Die Architektur dieser aus feinen Werksteinen aufgebauten Orangerie ist rein, klassisch, die Verhältnisse sind weit und edel, schade, daß das Gebäude in Trümmer geht; eine wenigstens theilweise Herstellung der vorderen Seite wäre sehr zu wünschen.

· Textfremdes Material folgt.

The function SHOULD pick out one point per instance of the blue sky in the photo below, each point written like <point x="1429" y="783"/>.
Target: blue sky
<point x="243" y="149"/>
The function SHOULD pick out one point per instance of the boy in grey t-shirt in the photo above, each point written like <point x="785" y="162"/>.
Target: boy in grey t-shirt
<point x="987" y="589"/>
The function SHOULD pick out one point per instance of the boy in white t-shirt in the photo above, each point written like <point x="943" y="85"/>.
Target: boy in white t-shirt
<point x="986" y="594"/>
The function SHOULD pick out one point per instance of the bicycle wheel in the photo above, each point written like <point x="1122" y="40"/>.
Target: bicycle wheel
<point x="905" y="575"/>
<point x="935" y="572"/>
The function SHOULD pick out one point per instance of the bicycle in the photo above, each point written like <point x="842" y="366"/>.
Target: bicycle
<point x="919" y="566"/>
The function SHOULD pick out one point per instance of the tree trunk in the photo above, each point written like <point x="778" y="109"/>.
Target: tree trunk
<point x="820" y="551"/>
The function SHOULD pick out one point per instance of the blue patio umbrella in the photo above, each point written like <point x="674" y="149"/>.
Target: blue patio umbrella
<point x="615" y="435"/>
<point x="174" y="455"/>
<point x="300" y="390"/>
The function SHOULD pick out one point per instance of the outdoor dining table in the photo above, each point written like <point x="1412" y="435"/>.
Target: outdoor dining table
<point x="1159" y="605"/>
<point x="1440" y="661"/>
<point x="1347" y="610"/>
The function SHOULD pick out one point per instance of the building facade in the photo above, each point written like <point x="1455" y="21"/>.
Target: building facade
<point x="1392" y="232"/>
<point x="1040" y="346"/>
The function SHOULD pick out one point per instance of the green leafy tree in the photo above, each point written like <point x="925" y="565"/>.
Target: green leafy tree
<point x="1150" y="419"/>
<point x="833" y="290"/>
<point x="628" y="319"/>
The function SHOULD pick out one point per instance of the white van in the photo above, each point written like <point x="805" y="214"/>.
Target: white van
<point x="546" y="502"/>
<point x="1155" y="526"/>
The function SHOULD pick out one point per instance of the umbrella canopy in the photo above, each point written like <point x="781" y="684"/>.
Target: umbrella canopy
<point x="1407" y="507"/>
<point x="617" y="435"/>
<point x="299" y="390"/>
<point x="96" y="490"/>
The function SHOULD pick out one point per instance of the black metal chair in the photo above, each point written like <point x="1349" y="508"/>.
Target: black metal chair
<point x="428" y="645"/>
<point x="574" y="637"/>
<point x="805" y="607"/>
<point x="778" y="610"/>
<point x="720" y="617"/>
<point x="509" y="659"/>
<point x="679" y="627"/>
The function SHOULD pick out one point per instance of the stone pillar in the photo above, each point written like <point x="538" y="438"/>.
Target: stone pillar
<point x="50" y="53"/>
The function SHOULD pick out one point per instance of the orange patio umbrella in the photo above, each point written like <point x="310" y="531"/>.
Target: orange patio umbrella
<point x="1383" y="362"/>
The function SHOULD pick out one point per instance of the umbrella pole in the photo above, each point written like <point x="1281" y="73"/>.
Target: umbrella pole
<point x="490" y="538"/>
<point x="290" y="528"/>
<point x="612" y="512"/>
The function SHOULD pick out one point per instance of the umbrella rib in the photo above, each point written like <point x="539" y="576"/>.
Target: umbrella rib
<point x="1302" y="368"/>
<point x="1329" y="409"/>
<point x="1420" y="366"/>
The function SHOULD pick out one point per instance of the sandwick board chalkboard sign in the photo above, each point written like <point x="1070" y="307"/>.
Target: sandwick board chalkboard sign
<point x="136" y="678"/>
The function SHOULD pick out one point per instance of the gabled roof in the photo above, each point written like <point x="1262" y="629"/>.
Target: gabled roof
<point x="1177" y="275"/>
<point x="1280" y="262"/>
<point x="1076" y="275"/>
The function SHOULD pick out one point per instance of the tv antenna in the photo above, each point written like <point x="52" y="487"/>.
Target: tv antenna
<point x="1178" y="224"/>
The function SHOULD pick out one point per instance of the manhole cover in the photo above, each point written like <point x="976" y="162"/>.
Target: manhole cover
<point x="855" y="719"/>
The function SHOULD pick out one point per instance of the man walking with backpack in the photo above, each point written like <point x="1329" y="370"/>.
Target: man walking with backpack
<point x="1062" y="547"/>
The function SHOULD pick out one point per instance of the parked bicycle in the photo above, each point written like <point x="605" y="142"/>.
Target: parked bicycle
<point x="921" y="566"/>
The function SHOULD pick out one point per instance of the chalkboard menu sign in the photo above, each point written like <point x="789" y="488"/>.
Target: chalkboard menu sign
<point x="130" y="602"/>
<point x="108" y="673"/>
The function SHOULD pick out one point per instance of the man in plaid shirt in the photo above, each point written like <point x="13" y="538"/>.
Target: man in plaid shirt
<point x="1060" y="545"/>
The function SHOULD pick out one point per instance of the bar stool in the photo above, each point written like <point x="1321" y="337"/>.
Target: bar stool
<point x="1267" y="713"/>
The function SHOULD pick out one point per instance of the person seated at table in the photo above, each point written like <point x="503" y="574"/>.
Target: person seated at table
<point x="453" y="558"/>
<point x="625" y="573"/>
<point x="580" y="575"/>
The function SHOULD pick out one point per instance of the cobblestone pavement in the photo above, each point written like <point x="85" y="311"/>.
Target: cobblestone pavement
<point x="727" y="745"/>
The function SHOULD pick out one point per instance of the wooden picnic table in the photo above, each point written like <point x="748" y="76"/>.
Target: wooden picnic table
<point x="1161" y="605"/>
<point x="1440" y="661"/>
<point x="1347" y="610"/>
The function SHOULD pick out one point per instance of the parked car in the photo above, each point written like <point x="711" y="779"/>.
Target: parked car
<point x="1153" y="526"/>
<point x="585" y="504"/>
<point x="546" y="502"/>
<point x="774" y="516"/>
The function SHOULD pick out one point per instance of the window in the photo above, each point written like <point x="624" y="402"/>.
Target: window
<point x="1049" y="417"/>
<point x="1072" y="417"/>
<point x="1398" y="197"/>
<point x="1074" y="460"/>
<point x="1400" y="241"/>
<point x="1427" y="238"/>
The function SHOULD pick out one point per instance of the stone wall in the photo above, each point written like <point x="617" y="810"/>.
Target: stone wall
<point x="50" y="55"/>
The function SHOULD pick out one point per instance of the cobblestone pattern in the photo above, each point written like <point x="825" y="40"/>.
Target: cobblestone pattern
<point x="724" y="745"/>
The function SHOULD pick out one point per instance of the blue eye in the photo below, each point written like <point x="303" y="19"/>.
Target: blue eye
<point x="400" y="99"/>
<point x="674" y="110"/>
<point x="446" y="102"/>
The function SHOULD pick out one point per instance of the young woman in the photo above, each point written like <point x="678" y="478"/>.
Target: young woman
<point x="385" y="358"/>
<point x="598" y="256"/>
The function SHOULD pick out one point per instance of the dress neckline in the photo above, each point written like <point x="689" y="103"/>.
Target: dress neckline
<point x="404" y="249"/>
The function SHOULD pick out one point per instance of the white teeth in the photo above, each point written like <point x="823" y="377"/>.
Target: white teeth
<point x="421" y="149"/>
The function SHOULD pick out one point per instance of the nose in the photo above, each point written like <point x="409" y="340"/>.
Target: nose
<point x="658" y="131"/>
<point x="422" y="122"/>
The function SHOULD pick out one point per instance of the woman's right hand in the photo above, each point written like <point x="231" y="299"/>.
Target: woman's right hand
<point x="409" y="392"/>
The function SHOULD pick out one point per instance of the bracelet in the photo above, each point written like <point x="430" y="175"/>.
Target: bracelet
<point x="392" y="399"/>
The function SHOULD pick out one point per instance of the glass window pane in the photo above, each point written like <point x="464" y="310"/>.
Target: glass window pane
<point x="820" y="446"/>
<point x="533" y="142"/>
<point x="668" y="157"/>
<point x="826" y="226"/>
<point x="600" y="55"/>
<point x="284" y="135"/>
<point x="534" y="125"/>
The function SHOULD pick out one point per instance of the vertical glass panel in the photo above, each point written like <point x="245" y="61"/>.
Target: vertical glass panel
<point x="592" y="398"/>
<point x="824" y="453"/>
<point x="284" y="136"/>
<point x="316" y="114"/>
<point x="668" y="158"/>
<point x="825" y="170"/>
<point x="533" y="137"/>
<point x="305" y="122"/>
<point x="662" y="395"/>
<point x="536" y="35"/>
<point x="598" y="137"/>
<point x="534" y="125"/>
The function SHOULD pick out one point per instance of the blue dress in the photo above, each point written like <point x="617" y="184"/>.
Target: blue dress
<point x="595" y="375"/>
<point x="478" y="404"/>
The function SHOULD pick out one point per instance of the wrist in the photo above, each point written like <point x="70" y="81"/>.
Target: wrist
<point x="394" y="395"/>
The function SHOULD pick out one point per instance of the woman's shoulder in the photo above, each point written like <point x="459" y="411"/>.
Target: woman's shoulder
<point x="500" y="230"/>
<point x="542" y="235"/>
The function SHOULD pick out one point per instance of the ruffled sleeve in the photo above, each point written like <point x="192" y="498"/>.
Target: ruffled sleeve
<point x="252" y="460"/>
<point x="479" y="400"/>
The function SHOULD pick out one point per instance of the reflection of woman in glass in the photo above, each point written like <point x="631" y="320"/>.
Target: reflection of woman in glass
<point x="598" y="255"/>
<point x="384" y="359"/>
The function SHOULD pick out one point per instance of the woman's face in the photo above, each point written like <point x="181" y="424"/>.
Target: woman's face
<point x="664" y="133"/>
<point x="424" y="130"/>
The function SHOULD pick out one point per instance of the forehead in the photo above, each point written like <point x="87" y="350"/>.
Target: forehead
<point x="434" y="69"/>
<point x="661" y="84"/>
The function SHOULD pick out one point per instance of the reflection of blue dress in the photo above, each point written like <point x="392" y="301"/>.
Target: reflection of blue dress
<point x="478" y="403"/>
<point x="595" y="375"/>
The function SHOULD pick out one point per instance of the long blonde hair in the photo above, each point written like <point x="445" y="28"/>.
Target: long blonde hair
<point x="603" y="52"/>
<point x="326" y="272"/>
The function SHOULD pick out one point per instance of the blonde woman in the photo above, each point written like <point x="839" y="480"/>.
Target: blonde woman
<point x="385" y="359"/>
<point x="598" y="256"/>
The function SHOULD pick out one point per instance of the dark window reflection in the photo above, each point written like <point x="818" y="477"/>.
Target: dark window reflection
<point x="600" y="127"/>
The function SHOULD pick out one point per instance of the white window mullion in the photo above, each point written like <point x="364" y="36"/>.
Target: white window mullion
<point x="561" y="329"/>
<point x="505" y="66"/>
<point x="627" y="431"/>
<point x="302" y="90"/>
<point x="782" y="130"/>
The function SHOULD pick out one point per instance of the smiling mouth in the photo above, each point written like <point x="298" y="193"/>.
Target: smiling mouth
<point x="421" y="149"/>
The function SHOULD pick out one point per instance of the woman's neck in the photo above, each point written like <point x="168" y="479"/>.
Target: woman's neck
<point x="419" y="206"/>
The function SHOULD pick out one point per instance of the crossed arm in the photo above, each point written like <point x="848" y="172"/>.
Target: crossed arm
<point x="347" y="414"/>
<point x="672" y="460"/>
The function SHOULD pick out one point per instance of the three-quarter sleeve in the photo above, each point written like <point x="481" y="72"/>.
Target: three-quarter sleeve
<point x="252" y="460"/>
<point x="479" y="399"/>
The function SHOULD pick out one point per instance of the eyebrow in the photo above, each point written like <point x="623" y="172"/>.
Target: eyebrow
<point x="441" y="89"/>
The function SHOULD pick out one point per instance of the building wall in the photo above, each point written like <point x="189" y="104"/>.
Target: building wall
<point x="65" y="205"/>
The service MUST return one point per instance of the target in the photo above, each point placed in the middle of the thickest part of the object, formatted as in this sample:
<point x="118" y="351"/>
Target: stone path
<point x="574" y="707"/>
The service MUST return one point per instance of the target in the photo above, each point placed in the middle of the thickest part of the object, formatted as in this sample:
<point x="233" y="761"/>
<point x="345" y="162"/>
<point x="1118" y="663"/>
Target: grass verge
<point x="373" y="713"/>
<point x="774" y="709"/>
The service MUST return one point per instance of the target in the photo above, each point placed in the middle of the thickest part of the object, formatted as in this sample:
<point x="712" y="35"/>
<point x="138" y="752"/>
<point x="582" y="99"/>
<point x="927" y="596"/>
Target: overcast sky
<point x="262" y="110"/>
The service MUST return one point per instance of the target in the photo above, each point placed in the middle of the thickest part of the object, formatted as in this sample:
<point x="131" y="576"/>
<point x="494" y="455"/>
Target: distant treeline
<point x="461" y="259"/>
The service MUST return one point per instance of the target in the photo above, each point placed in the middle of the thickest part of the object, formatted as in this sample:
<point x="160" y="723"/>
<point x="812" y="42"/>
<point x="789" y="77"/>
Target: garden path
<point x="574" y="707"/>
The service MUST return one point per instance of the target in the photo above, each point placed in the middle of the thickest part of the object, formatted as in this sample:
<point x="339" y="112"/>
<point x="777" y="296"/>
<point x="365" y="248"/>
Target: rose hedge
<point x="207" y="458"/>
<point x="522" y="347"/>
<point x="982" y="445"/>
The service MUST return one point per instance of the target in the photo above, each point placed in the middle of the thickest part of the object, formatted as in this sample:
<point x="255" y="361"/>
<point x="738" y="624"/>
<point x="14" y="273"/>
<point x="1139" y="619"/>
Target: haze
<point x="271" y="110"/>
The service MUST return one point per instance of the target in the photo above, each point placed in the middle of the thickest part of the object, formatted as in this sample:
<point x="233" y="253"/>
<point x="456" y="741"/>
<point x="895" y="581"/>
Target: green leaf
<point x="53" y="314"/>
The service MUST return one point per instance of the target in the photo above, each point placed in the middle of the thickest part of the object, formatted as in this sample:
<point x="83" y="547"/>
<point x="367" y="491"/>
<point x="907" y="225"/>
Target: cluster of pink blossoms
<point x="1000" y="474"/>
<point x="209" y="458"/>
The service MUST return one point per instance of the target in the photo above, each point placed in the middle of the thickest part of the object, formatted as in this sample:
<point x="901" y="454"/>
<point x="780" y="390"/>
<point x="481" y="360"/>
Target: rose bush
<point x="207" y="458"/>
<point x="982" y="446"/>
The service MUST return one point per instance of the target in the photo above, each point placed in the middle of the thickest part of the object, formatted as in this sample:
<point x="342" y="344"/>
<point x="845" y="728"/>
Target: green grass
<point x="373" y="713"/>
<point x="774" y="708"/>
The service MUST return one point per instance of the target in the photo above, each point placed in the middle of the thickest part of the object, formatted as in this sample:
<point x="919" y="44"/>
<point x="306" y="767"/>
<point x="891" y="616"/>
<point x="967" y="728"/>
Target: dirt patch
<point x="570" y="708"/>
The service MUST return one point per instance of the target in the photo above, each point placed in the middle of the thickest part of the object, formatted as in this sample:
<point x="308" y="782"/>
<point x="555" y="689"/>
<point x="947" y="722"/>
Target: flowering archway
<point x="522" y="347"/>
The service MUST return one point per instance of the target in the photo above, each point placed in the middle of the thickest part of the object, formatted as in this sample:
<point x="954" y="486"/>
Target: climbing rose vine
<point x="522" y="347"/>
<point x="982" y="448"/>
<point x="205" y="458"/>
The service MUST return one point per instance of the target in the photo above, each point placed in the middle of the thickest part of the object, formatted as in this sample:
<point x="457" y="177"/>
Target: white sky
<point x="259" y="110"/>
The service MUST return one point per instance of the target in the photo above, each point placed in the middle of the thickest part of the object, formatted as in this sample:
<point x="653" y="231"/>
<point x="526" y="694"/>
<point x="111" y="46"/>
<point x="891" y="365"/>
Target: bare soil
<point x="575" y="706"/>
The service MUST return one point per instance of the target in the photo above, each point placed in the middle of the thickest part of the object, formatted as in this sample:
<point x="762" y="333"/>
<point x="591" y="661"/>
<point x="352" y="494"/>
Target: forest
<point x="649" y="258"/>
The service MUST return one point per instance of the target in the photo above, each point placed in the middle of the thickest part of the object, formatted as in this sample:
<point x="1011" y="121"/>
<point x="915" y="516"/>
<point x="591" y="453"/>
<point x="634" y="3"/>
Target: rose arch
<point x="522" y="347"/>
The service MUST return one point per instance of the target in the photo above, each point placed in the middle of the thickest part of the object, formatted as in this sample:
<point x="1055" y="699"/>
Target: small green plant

Zwei Vorsprünge, oben mit Kugeln und Obelisken, schließen den Bau zu den Seiten und haben je über ihrem Portal einerseits das Wappen von Hohenlohe, andererseits das von Oettingen; neben diesen Portalen stehen in Nischen Minerva und Diana, Juno und Venus; Pilaster und Säulen sind jonisch, mit hübschen Festons von Schnecke zu Schnecke. Alles war einst bemalt, wovon noch Spuren zu sehen sind. –

Der Innenbau, die eigentliche Orangerie, ist verödet, es stehen nur noch die kahlen vier Wände; Vogelbeerbüsche wachsen aus dem Gesims und überschatten die zerbröckelnden Götterbilder, Theile der Balustrade und einige der schönen Vasen liegen am Boden in Gras und Gestrüppen; ein ergreifendes Bild irdischer Vergänglichkeit, besonders im Herbst, wenn die Nebel durch das Thal herabziehen:

„Vergänglichkeit – die grauen Nebel wallen
Feuchtherbstlich um das rebengrüne Thal,
Ich bin allein im öden Gartensaal,
In seinen längst verlassnen Säulenhallen.“

Empfohlene Zitierweise:
Julius Hartmann, Eduard Paulus: Beschreibung des Oberamts Mergentheim. W. Kohlhammer, Stuttgart 1880, Seite 791. Digitale Volltext-Ausgabe bei Wikisource, URL: https://de.wikisource.org/w/index.php?title=Seite:OberamtMergentheim0791.jpg&oldid=- (Version vom 1.8.2018)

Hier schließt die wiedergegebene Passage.